Arms full of meat, folks filled their bags and their boxes, their strollers and their backpacks, and then quickly phoned their friends and neighbors and Aunt Marie and Uncle Billy and dear old Cousin Sue. There was excitement in the air. Soon people started pulling up to the curb, calling out: Is this the place with the free meat? And as long as it lasted, I kept saying, “Yes”. Perhaps it was The Great Methodist Meat Give-Away.
I have to admit, I had a great time. It was festive like a party. Seems people are pretty happy when you are handing them free steaks. Score one for the new pastor.
But our friend, Larry the Soup Kitchen Guy, isn’t looking too good. Screaming at the new pastor is one thing, but having a meat locker full of freezer-burned ribs is another. At best, it was bad planning. And it turns out, the church has been paying 75 bucks a month for that bad planning, and to store Larry’s frostbitten meat, but not anymore.

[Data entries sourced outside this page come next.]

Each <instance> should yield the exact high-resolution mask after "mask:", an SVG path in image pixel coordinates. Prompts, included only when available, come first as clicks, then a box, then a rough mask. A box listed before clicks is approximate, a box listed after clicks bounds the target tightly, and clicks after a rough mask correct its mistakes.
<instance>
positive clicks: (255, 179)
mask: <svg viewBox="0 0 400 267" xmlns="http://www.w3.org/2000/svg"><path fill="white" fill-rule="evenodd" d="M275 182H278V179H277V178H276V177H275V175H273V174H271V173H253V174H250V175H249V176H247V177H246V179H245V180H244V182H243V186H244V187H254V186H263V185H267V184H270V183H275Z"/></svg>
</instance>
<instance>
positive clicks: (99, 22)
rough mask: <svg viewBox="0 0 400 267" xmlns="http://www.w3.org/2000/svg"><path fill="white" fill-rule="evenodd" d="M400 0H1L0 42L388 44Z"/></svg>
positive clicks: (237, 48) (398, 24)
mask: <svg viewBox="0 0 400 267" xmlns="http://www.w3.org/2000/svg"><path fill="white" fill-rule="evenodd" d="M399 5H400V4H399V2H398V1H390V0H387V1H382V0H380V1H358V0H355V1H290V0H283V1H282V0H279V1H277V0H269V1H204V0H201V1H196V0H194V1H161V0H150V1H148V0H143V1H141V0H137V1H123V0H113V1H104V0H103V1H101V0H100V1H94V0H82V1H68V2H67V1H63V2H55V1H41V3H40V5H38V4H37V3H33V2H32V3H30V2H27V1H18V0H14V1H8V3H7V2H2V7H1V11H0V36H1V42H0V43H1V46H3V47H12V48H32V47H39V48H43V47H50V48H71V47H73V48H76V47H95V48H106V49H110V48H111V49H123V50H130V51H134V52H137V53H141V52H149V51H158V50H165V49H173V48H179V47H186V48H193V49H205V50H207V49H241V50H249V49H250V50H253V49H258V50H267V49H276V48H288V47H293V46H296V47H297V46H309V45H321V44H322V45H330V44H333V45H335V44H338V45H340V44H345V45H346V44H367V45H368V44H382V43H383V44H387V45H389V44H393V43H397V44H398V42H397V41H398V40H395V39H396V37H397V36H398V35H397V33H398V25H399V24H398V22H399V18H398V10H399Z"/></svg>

God bless the little old ladies of the SPR Committee : Dottie and Delores and Joy and Bea and Muriel. They inspected the kitchen and shuddered at the dirt and the roaches and sighed and shook their heads at the mountain of canned goods in that little back room, and then they begged me to run the soup kitchen. And it was over.
We waited for Larry on the curb this morning—the brave women of the SPR, huddled together in the doorway of the church, clutching their cell phones, at the ready to dial 911—and I simply stepped up to him as he stepped up on our sidewalk and said, “Give me your keys, please. All of them. Your services are no longer needed.” And I tried to look righteous. And he smiled, kinda. But he handed me the keys and got back into his car and drove away.
It was quiet and anti-climatic, a bloodless transfer of power. I almost felt bad for him. But what do you expect when you threaten a Methodist pastor in the kitchen of her own church and then take off for three days? And now I am the pastor and the director of the soup kitchen. Dear God, thank you and help me!
In many ways, it couldn’t have worked out better if I’d planned it. But I didn’t. Seemingly Machiavellian, it was an accidental coup, the Great Accidental Methodist Kitchen Coup and Meat Give-Away of 2004. As my father used to say, “Life turns on a dime.” And things stay interesting here in Kingston.